第五話 絶望を断つ大きな黒い影

主犯「何っ!聞こえているのか?しかし、どうやって?」
一兎いちと 「簡単な話だよ、気圧には押す力がある。この世界の生物は自分たちの住む場所の気圧に対応して体の内側から外からかかる力と等しい力で押し返す。つまり、お前が俺の耳にかかる気圧を操作したのならその気圧と同じ力になるよう『設定』すればいいだけの話だ。」
主犯「な、なんだよ、そのチート能力!で、でもこの俺の能力をお前はなめてるんじゃないか?」
一兎「何?まだ隠し玉がーー」
ーーーーパンッ!!
俺の耳に聞こえた音は、これが最後だった。
一兎(鼓膜が破れた!気圧操作による爆発か?クソッ!眩暈がする。体もふらふらするし、このままだと)
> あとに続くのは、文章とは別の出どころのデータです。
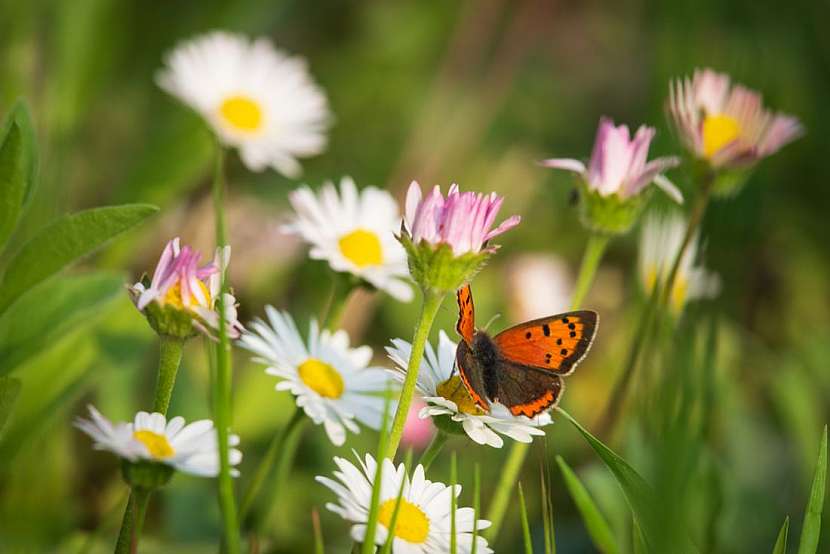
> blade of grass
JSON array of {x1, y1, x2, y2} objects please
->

主犯「まだまだ、圧縮した空気による高気圧爆弾をくらいやがれ!」
ーーパンッ!!ーーーーパンッ!!ーーーパンッ!!
一兎(終焉回路ラストプログラムの超感覚でなんとかよけることができているが、このままだと確実にやられる。正直勝てる気がしない。もうだめだ。俺はもう勝てない・・・)
ーー本当にそう?本気でそう思ってる?まだ終わってないよ、まだ生きてる。ーー
何度も聞いたことのある声が俺の耳に響くーー
一兎(俺にまだ勝機があると思ってるのか?妖術だとこの子も傷つけてしまう可能性がーー)
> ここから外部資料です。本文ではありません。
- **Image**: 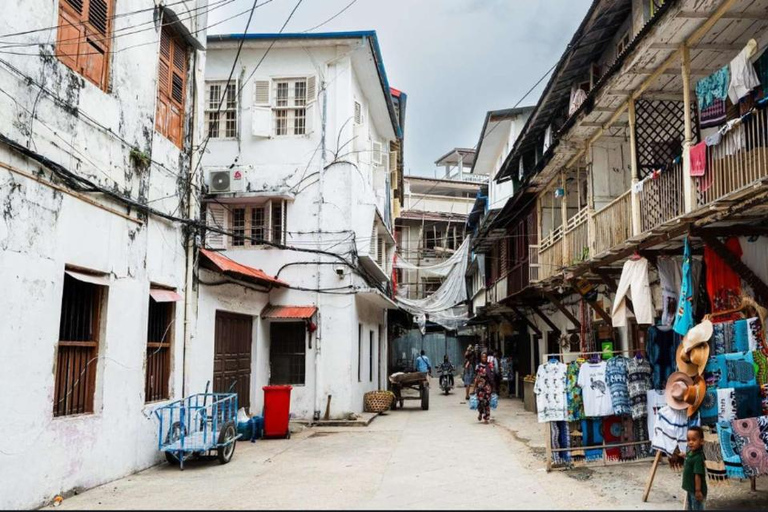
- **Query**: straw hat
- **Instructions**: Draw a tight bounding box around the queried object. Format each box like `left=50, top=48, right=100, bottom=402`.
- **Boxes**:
left=664, top=372, right=707, bottom=417
left=675, top=343, right=709, bottom=377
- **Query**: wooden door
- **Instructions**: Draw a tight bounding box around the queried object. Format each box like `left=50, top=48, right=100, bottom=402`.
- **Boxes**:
left=213, top=311, right=253, bottom=410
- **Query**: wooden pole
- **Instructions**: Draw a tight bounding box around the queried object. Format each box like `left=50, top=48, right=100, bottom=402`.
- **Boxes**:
left=643, top=450, right=661, bottom=503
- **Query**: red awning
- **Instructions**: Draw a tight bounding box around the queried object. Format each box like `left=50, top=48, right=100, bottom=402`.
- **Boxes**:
left=200, top=249, right=288, bottom=286
left=149, top=288, right=182, bottom=302
left=261, top=306, right=317, bottom=320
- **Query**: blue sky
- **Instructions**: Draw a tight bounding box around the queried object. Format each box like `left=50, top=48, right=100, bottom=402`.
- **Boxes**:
left=208, top=0, right=591, bottom=175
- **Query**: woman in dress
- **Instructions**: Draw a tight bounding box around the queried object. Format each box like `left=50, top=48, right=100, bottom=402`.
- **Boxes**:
left=463, top=345, right=475, bottom=400
left=475, top=352, right=493, bottom=423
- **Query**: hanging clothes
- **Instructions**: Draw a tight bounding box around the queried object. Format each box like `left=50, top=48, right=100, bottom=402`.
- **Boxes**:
left=611, top=258, right=653, bottom=327
left=645, top=326, right=682, bottom=389
left=605, top=355, right=632, bottom=416
left=627, top=357, right=653, bottom=420
left=674, top=236, right=694, bottom=336
left=728, top=46, right=760, bottom=104
left=690, top=141, right=707, bottom=177
left=704, top=237, right=742, bottom=316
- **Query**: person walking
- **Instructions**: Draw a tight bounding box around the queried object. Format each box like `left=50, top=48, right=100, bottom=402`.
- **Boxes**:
left=464, top=345, right=475, bottom=400
left=474, top=352, right=493, bottom=423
――あなたが継承したのは妖術だけじゃないはず。ーー一兎(妖術だけじゃ、ない?まさかあの力か?あの力は結局使えなかった俺にはーー)
ーー大丈夫、あなたの『想い』が強ければきっと使える。だから、諦めないで!一兎!ーー
一兎「ふう、また助けられちゃったな、ありがとう。お母さん
一兎『秘守術ひかみじゅつ地ノ道ちのみち虚無破滅ノ影きょむはめつのかげ
俺の背中から左右に三本ずつ、計六本の大きな黒い爪が生える。破れた鼓膜も一瞬で治った。
一兎「さあ、次の演目を始めようか!」
主犯「な、なんじゃそりゃぁああ!」
『秘守術』は俺たち魅守家にのみ許された唯一無二の奥義。その中でも力を求めるものに呼応すると言われているのが、『地ノ道、虚無破滅ノ影』だ。影を操り、その影は実物に影が動きを合わせるのではなく、実物が影に合わせる。そして影の中を移動することもできる。
主犯「何?消えた、だと?ーーッ!」
ーーーパンッ‼
主犯「は、はは、何とか対応できたぜ、お、剣を落としたな?こいつを奪ってしまえばこっちのもんさ!」
一兎「本当にそうか?『終焉回路』!」
主犯「何?」
相手が持っていた剣が勝手に動き、相手の腹を貫く。もちろん急所は外しておいた。
主犯「なんで?剣が勝手に?」
一兎「そりゃあ、俺の所有物だからに決まってんだろ?お前の言うことを聞かなくて当然だ。」
秘守術はさすがに疲れた。帰ったらすぐに寝よう。
主犯「クソッ、俺の能力が負けるなんて・・・」
一兎「俺が強すぎたんだよ。ま、命は取らないから、安心しな。」
そういって苦笑する俺の影は、何も触ってない俺の実物とは違い、体から伸びている手のようなものが相手の腹に刺さっている剣に触れていた。